FRG: Collaborative Research: Combinatorial representation theory, multiple Dirichlet series, and moments of L-functions

FRG：协作研究：组合表示理论、多重狄利克雷级数和 L 函数矩

• 批准号: 0652529
• 负责人: Benjamin Brubaker
• 金额: $ 9.84万
• 依托单位: Massachusetts Institute of Technology
• 依托单位国家: 美国
• 项目类别: Standard Grant
• 财政年份: 2007
• 资助国家: 美国
• 起止时间: 2007-07-01 至 2010-06-30
• 项目状态: 已结题
• 来源: https://www.nsf.gov/awardsearch/showAward?AWD_ID=0652529&HistoricalAwards=false
• 关键词: FRG; Collaborative; Research; Combinatorial; representation

Great progress has been made in recent years in the theory of multiple Dirichlet series. A variety of previously studied examples have been organized into a coherent framework. The emergent structures serve to both suggest natural generalizations---often with applications to analytic number theory---and point towards unexpected connections with such diverse areas of mathematics as the spectral theory of automorphic forms, arithmetic of function fields, the geometry of affine root systems and combinatorial representation theory. Many applications in analytic number theory have been found and many more are expected. These include moment estimates and convexity breaking for L-functions over an arbitrary number field, nonvanishing results for L-functions over number fields and function fields and results on the nature of the mysterious Whittaker coefficients of metaplectic Eisenstein series and higher order theta functions. Moreover, during the past several years the combined efforts of the investigators have demonstrated that Weyl group multiple Dirichlet series have a beautiful structure that was previously unknown, and by elucidating this structure, new connections with other areas of mathematics are rapidly emerging. The grant will fund continued investigation of these rapidly developing areas. In addition, two workshops are planned for the dissemination of these results and new techniques to research mathematicians and graduate students.Number theory began thousands of years ago and was initially inspired by questions about prime numbers. Dirichlet series are infinite series, such as the Riemann zeta function, and are a primary tool in the study of prime numbers. More recently they have come to fore by providing interconnections between many diverse areas of pure mathematics and physics. Multiple Dirichlet series are simply Dirichlet series in several variables -- they have the merit that the number theoretic quantities they measure can themselves be Dirichlet series, in particular L-functions, which are fundamental objects that can be associated with many classes of number-theoretic data, such as elliptic curves, representations of Galois groups, or modular forms.
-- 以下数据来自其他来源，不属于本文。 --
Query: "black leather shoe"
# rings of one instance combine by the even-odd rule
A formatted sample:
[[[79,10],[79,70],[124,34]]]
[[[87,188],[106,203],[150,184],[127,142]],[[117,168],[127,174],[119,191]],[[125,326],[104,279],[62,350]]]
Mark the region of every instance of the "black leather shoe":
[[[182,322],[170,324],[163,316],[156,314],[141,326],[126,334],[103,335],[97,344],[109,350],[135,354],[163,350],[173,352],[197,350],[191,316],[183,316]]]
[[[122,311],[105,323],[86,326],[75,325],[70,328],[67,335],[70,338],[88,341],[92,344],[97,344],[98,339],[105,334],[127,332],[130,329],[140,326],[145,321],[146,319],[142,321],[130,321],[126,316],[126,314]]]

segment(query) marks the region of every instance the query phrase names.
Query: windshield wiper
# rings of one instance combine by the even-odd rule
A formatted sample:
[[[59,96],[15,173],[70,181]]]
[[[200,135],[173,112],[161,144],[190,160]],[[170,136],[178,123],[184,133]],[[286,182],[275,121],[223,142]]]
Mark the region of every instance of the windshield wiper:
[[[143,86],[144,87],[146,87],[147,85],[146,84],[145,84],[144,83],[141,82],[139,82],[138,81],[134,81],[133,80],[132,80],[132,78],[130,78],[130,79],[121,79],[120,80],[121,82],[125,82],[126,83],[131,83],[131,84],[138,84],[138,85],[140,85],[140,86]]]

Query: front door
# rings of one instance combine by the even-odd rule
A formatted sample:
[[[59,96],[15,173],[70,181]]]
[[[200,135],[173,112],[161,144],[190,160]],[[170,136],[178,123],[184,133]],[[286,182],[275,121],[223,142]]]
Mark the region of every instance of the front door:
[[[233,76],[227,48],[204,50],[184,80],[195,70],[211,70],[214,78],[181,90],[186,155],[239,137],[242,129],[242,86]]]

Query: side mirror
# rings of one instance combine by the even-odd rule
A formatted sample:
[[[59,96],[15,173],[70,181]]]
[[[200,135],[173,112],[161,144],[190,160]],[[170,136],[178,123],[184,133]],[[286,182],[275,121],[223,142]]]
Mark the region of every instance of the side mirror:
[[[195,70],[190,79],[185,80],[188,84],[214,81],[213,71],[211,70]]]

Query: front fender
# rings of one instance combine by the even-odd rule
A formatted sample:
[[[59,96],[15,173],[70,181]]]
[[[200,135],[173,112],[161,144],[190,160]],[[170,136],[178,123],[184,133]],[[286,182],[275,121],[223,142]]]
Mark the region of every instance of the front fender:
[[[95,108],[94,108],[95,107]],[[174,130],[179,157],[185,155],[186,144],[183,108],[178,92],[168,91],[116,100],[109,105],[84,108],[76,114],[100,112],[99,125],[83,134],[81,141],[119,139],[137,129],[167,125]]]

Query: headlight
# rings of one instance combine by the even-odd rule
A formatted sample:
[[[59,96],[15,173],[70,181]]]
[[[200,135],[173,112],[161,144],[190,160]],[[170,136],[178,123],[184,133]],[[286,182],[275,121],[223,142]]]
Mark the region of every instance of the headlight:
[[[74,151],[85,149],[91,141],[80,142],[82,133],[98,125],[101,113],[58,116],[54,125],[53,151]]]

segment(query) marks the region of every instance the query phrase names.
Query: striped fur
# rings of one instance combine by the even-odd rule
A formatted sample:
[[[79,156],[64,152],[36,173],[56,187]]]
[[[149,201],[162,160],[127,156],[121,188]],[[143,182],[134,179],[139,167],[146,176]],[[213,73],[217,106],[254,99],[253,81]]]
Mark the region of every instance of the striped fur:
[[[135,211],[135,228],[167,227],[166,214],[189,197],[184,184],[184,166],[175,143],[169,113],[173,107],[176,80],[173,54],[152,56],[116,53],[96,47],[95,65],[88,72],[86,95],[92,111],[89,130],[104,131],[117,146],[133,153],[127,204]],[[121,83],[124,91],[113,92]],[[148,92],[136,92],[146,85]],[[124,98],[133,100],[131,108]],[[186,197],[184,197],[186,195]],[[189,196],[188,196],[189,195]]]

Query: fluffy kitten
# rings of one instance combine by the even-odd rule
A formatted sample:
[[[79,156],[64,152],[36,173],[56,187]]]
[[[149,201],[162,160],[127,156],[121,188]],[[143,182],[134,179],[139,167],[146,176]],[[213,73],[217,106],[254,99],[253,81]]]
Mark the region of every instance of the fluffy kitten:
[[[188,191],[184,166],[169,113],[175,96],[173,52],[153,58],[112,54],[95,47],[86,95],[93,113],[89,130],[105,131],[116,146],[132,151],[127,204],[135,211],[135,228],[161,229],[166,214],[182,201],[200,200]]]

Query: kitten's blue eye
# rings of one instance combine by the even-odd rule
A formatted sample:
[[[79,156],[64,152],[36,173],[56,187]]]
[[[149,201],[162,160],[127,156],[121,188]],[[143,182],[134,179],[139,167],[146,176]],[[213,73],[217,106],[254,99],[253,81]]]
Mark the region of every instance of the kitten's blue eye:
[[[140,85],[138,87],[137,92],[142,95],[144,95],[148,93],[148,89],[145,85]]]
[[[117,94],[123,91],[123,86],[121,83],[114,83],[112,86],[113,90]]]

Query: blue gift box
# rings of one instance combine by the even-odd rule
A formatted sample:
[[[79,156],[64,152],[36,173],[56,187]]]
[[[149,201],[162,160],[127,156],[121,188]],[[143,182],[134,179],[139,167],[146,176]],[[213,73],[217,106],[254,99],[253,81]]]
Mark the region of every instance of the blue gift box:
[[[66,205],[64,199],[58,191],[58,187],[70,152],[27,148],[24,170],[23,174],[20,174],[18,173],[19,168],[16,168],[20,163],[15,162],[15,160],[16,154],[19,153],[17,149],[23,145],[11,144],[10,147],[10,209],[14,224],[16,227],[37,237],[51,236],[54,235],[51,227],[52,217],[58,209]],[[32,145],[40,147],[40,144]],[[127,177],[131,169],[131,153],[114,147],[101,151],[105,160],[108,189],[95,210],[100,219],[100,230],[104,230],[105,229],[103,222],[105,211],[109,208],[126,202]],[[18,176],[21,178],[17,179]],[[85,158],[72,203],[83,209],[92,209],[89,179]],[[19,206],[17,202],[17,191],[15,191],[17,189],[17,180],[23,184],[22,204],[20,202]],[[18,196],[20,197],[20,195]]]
近年来，在多个Dirichlet系列的理论中取得了巨大进展。许多先前研究的例子已被组织成一个连贯的框架。紧急结构既提示自然概括 - 通常都应用于分析数理论，并指向与自动形式的光谱理论，功能领域的算术，仿射根系和组合代表理论等数学的多样化领域的意外联系。已经发现了分析数理论的许多应用，并且期望更多。这些包括在任意数字字段上L功能的力矩估计和凸度破坏，l功能在数字字段和功能字段上的非呈现结果以及对Mystapious Whittaker系数的性质的性质以及更高顺序的THETA功能的性质。此外，在过去的几年中，调查人员的综合努力表明，Weyl Group多个Dirichlet系列具有以前未知的美丽结构，并且通过阐明这种结构，与其他数学领域的新联系正在迅速发展。该赠款将资助对这些快速发展的地区的持续调查。此外，还计划了两个研讨会，以传播这些结果，并为研究数学家和研究生进行新技术。名称理论始于数千年前，最初是受到有关质数问题的启发。 Dirichlet系列是无限序列，例如Riemann Zeta函数，并且是研究质数的主要工具。最近，它们通过在纯数学和物理学的许多不同领域之间提供互连来提起诉讼。 多个Dirichlet系列仅在几个变量中只是Dirichlet系列 - 它们的优点是，他们测量的数量理论数量本身可以是Dirichlet系列，特别是L功能，这些函数是基本的对象，这些对象可以与许多类别的数字理论数据相关联，例如椭圆形曲线，Galois组的表示，Galois组的表示，或模块化形式。